The irony of life is the constant challenges we choose.
Yes, we choose our difficulty level in life. Let that sink in…
Unfortunately, when you’re choosing to do some of the hardest things in the world, you have to be extremely diligent with the company you keep. People have little awareness of what goes on with your state of awareness when they are blocked with their own challenges. This is totally fine, they have their lives and you have yours. The issue for me comes when people attempt to infiltrate my life without my approval.
My real estate ‘attorney’ for example - infiltrated my relationship with my beloved through his own concern for my wellbeing. Not sure when I asked for help? I’m still waiting for him to respond after I roasted the fuck out of him. He’s been friends with me for longer than I’ve been with my present partner, yet he chose to backstab me.
She would argue that he has my best interests in mind, but again I will remind the world publicly… WHEN THE FUCK DID I ASK FOR HELP? WHEN DID I SAY I DIDN’T HAVE THINGS UNDER CONTROL?

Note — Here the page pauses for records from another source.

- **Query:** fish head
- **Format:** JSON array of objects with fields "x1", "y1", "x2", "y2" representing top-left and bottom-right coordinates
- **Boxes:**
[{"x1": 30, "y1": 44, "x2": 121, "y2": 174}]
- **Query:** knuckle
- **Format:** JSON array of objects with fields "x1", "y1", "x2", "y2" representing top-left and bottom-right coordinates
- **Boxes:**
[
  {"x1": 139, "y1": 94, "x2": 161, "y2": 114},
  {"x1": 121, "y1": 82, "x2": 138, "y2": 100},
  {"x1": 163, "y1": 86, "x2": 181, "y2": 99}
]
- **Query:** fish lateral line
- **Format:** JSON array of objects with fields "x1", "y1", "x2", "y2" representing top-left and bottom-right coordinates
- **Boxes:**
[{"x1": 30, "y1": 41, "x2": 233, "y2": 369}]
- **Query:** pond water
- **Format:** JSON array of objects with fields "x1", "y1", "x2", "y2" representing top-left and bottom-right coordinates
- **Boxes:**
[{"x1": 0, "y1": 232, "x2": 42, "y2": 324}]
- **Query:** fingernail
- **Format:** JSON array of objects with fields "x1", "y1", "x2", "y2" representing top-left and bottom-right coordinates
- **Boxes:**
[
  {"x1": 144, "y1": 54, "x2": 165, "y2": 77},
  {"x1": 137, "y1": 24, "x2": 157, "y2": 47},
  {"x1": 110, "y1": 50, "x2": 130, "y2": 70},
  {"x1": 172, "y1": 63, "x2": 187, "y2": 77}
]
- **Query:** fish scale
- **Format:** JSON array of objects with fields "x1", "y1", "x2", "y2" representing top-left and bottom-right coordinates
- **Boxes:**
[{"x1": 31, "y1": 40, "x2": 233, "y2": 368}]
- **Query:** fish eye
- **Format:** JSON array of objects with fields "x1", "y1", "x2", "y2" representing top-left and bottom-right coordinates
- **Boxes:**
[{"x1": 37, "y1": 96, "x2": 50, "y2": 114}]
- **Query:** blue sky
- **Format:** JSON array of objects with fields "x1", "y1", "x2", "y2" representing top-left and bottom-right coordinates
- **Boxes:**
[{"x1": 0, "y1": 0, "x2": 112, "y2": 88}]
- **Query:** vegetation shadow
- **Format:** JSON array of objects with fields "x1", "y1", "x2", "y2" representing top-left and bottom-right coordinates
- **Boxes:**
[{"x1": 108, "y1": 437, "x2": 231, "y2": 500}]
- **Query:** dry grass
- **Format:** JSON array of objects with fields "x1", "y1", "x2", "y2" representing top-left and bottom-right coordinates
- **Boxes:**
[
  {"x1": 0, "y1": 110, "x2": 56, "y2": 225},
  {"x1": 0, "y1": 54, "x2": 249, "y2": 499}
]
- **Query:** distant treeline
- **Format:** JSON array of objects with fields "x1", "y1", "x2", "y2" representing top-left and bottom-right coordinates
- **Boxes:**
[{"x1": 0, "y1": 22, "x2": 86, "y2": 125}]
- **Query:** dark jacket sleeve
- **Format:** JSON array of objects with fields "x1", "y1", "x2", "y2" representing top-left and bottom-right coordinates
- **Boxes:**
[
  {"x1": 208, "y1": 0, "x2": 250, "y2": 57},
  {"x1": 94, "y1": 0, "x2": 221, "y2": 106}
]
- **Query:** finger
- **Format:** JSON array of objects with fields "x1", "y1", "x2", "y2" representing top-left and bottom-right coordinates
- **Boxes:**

I have the most stressful career in the world. That career has multiple careers compounded into one life. How am I supposed to live my life when others are being anchors at my feet? If I’m drowning because others choose to place all of their body weight onto my shoulders unintentionally, then I am forced to compromise to terms that make no logical sense to me.
I’ve spent my whole life running away from mediocrity. In doing that, I’ve been forced into medioCRE relationships. I’ve had to run from women and men. I’ve done this either with my actions, with my words, or with my behaviors. Every time I’ve had a difficult time, they’ve thrown me into a behavioral health facility so at the end of the day - I have one true enemy: the system. I leave prescribed meds that do next to nothing for me personally. They make me lose more control then they give me. They harm my body more than they help it. I know how to take care of myself. I’ve spent my whole life learning how to take care of myself with a single mother who had multiple diabetes issues throughout our youth and two younger sisters that rely on me to provide.
I spent my most recent frustrations on punching the screen on my Audi till it was broken to bits and my knuckles were bruised / borderline bloody. I was so fucking pissed at the situation I’m dealing with that I was about to smash my tennis racket into the ground at the indoor facility. Instead, I drove my Audi 80MPH in a 35 all through a main road in town at 5:30AM - ultimately wrecking it into an electrical box as my brakes failed taking a corner at 65MPH. I walked off the scene unscathed, I was even wearing no seatbelt. Yet, I held onto the steering wheel as I slid into the fate of destroying my passenger side door.
I am the least give a fuck person at this point in my life. So remind me wtf is going on outside of this body because I am good and well everyday.
With Love, Have A Week Full of Drool and Abundance.